こういう、館とか城タイプのダンジョンで、ボスが地下にいるというのはちょっとそぐわない気がする。
けど、それでも頷いたのは、相棒になにか考えがあるのだろうと思ったからだ。
警戒しつつ廊下を進み、階段を探す。
散発的に襲いかかってくる敵を倒しながら。
館内のモンスターは虎人。レベル六の獣人型モンスターだ。
一撃がかなり重いため、油断していると耐久ゲージがごっそり持っていかれる。
こいつらが柱の影や曲がり角に潜んでいて、いきなり後背や横合いから襲いかかってくるのだ。
正直なところ、けっこう怖い。
僕一人だったら、何度もピンチに陥ったことだろう。
そうならなかったのは相棒がいるから。
ノルブが僕の背中を守り、僕が彼の背を守る。
いやあ、相棒っていいよね。
今日会ったばかりのNPCですらこうなんだもん。プレイヤーキャラクターとの連携が決まったりしたら、そりゃあ気持ち良いだろうなあ。
あと、剣技が強力だってのもある。
カウンター技の『浮舟』。その派生技で、敵陣を一気に突き抜けて背後に出る『疾風』。
この二つだけでも圧倒的なのに、幾度かの戦闘で僕はもうひとつ発動条件を見つけた剣技がある。

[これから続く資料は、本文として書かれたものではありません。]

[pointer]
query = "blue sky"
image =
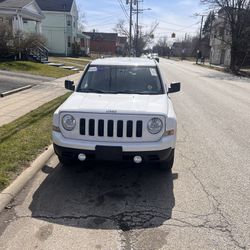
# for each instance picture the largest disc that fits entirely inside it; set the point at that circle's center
(173, 16)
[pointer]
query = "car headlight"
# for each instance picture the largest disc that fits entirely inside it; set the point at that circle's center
(155, 126)
(68, 122)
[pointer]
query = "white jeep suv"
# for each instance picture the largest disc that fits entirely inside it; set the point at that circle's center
(119, 111)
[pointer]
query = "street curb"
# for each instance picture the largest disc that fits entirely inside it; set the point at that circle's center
(9, 193)
(15, 90)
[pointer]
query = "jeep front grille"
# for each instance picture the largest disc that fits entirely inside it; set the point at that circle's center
(111, 128)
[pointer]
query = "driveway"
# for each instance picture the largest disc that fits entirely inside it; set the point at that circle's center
(203, 204)
(12, 80)
(44, 90)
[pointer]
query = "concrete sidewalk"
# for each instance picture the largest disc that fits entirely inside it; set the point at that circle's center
(17, 105)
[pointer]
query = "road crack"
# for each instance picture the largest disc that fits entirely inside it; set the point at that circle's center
(224, 226)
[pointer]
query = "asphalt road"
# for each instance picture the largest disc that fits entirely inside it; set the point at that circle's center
(203, 204)
(12, 80)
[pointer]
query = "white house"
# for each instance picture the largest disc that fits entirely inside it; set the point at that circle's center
(60, 26)
(18, 13)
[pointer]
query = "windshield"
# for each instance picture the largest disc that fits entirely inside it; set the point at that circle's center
(121, 79)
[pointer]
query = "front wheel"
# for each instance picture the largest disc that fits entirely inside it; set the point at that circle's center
(65, 162)
(167, 164)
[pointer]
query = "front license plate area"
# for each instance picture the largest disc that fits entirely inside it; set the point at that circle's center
(106, 153)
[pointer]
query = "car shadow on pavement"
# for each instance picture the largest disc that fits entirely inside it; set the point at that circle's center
(111, 196)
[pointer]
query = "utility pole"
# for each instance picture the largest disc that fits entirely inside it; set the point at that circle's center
(137, 26)
(202, 19)
(130, 2)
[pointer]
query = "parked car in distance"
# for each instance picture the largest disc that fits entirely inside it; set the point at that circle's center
(119, 111)
(155, 56)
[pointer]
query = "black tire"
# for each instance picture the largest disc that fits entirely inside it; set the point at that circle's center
(167, 164)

『葉風』。抜刀体勢を五秒以上続けることで条件が整うという、なんというか、タメ技に近い感じだ。
そして、僕が初めて手にした範囲攻撃である。
前方七メートル先までの空間を扇状に薙ぐ。
もしその範囲に複数の敵がいれば、その全員に影響があるのだ。虎人くらいなら一撃で倒せるね。
もし『LIO』に誤射の概念があったら、思いっきり味方まで巻き込んじゃいそうな攻撃だけど、幸いなことにこのゲームは味方に攻撃は当たらない。
普通に素通りするだけだ。
「ニルス。階段だ」
何度目かの波状攻撃を退けた後、ノルブが言った。
指さす先には、重厚な雰囲気の階段。
地下へと続いている。
「よし。いこうか」
軽く頷き、僕は長剣を腰の鞘に収めた。
どうせすぐに抜くことになるけど、『葉風』を使うには剣は鞘にないといけないからね。
階段を降りる。
たどり着いたのは、なんだか広間みたいな場所だった。
地下室って雰囲気じゃなく、なんか宗教的な儀式をやるような感じの。
しかも邪教とか、そっち方面だね。どう考えても。
中央部には祭壇のようなものがあり、少女が鎖で縛り付けられている。かなり危ない構図だけど、『LIO』は全年齢対象なので、ちゃんと服は着ている。
そんなことはどうでも良くて。
わぁお。生贄だ。
生贄ですよ。邪神的ななにかに捧げられる。
「アキナ!」
ノルブが飛び出す。
「お兄ちゃん!?」
「助けにきたぞ!」
おおっと。話が変わってきたぞ。稀属を倒そうって単純なものではなくて、救出シナリオだったとは。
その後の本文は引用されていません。